Les prisonniers sont la conscience du peuple
Louanges à Allah (swt) et Salutations au Prophète Muhammad (saw).
O vous qui croyez! Soyez patients. Encouragez-vous mutuellement à la patience. Soyez prêts (pour lutter) et craignez Allah afin que vous réussissiez! Surah Al’i Imran (3) verset 200
En ce 17 avril, Journée des prisonniers palestiniens, il convient non seulement d’apprendre ou de nous souvenir, mais aussi de témoigner des souffrances d'un peuple qui vit depuis près d'un siècle dans un état d'emprisonnement perpétuel, à la fois macro et micro.
Nous témoignons du sort d'hommes, de femmes et d'enfants privés de leur liberté, de leur dignité et même de leur humanité. Nous témoignons de la détermination inébranlable d'une nation qui refuse de capituler. Nous soutenons ceux qui ont été injustement incarcérés pour avoir osé dire la vérité aux puissants ou pour s'être opposés, par principe, à une oppression impénitente.

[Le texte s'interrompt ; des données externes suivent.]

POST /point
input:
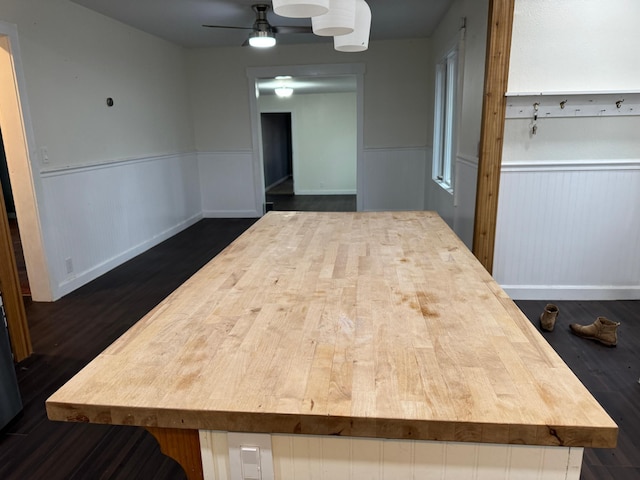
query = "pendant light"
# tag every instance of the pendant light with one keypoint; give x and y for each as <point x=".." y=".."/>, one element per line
<point x="262" y="39"/>
<point x="340" y="20"/>
<point x="358" y="40"/>
<point x="300" y="8"/>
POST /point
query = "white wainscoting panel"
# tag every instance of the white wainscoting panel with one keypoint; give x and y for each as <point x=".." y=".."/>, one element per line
<point x="227" y="184"/>
<point x="394" y="179"/>
<point x="100" y="216"/>
<point x="569" y="231"/>
<point x="302" y="457"/>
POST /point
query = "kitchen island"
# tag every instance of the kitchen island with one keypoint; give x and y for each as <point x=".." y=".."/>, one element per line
<point x="362" y="344"/>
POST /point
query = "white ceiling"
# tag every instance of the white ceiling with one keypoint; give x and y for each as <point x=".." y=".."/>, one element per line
<point x="180" y="21"/>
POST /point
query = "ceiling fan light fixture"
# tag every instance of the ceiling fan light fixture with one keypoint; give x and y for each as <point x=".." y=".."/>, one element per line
<point x="284" y="92"/>
<point x="339" y="20"/>
<point x="262" y="39"/>
<point x="300" y="8"/>
<point x="358" y="40"/>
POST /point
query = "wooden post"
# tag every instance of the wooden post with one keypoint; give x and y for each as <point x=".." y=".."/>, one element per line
<point x="183" y="446"/>
<point x="492" y="132"/>
<point x="11" y="293"/>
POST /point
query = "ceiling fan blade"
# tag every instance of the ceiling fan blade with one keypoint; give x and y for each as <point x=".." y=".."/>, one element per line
<point x="228" y="26"/>
<point x="292" y="29"/>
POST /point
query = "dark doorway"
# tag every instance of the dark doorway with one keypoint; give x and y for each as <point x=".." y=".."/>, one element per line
<point x="277" y="153"/>
<point x="13" y="221"/>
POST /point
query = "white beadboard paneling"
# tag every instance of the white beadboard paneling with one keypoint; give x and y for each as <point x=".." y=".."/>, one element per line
<point x="226" y="183"/>
<point x="394" y="179"/>
<point x="102" y="215"/>
<point x="569" y="230"/>
<point x="347" y="458"/>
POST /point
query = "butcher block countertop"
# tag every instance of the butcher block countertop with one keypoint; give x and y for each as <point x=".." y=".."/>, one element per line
<point x="359" y="324"/>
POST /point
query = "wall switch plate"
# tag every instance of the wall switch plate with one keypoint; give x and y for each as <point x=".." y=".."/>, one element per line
<point x="44" y="154"/>
<point x="250" y="456"/>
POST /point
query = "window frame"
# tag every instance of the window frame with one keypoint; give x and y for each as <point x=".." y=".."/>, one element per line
<point x="448" y="88"/>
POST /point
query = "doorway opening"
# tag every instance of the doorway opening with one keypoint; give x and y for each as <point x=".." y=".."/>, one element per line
<point x="326" y="160"/>
<point x="277" y="154"/>
<point x="10" y="208"/>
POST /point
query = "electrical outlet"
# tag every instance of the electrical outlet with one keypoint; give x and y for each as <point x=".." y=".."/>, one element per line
<point x="44" y="154"/>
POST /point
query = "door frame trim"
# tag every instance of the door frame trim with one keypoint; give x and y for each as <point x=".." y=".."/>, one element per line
<point x="321" y="70"/>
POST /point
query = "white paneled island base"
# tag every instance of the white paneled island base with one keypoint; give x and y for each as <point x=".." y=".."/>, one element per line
<point x="349" y="458"/>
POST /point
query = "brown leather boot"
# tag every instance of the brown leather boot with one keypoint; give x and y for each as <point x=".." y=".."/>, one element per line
<point x="603" y="330"/>
<point x="548" y="317"/>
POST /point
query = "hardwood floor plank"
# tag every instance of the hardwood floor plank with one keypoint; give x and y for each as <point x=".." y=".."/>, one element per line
<point x="610" y="374"/>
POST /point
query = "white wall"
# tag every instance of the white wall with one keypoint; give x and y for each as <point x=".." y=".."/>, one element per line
<point x="568" y="220"/>
<point x="73" y="59"/>
<point x="323" y="140"/>
<point x="458" y="209"/>
<point x="395" y="102"/>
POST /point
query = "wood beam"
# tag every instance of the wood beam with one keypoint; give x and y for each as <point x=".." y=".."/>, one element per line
<point x="492" y="131"/>
<point x="11" y="293"/>
<point x="183" y="446"/>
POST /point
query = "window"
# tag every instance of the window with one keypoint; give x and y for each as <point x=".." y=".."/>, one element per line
<point x="445" y="119"/>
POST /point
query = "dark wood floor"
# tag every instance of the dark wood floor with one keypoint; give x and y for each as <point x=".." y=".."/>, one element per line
<point x="610" y="374"/>
<point x="282" y="198"/>
<point x="67" y="334"/>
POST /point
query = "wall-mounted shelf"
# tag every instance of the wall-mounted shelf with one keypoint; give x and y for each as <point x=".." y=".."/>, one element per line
<point x="572" y="104"/>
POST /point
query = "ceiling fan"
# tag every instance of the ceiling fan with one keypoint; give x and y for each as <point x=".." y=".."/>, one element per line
<point x="263" y="33"/>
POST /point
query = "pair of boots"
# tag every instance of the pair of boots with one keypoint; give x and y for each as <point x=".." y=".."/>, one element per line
<point x="602" y="330"/>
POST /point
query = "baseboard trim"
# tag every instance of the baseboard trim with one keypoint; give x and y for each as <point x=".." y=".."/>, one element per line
<point x="326" y="192"/>
<point x="572" y="292"/>
<point x="231" y="214"/>
<point x="69" y="285"/>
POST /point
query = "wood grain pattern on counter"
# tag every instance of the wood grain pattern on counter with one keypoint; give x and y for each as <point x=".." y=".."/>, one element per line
<point x="357" y="324"/>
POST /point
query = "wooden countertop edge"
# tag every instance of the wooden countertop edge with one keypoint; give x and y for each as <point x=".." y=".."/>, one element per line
<point x="596" y="436"/>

Aujourd'hui nous rappelle une réalité brutale qui accable les Palestiniens depuis des décennies: un système d'incarcération qui ne laisse aucune famille palestinienne indemne. On estime que depuis 1967, plus de 800 000 Palestiniens ont été détenus ou emprisonnés à un moment ou un autre par le régime d’apartheid, et près d’un sur cinq depuis le début des années 2000.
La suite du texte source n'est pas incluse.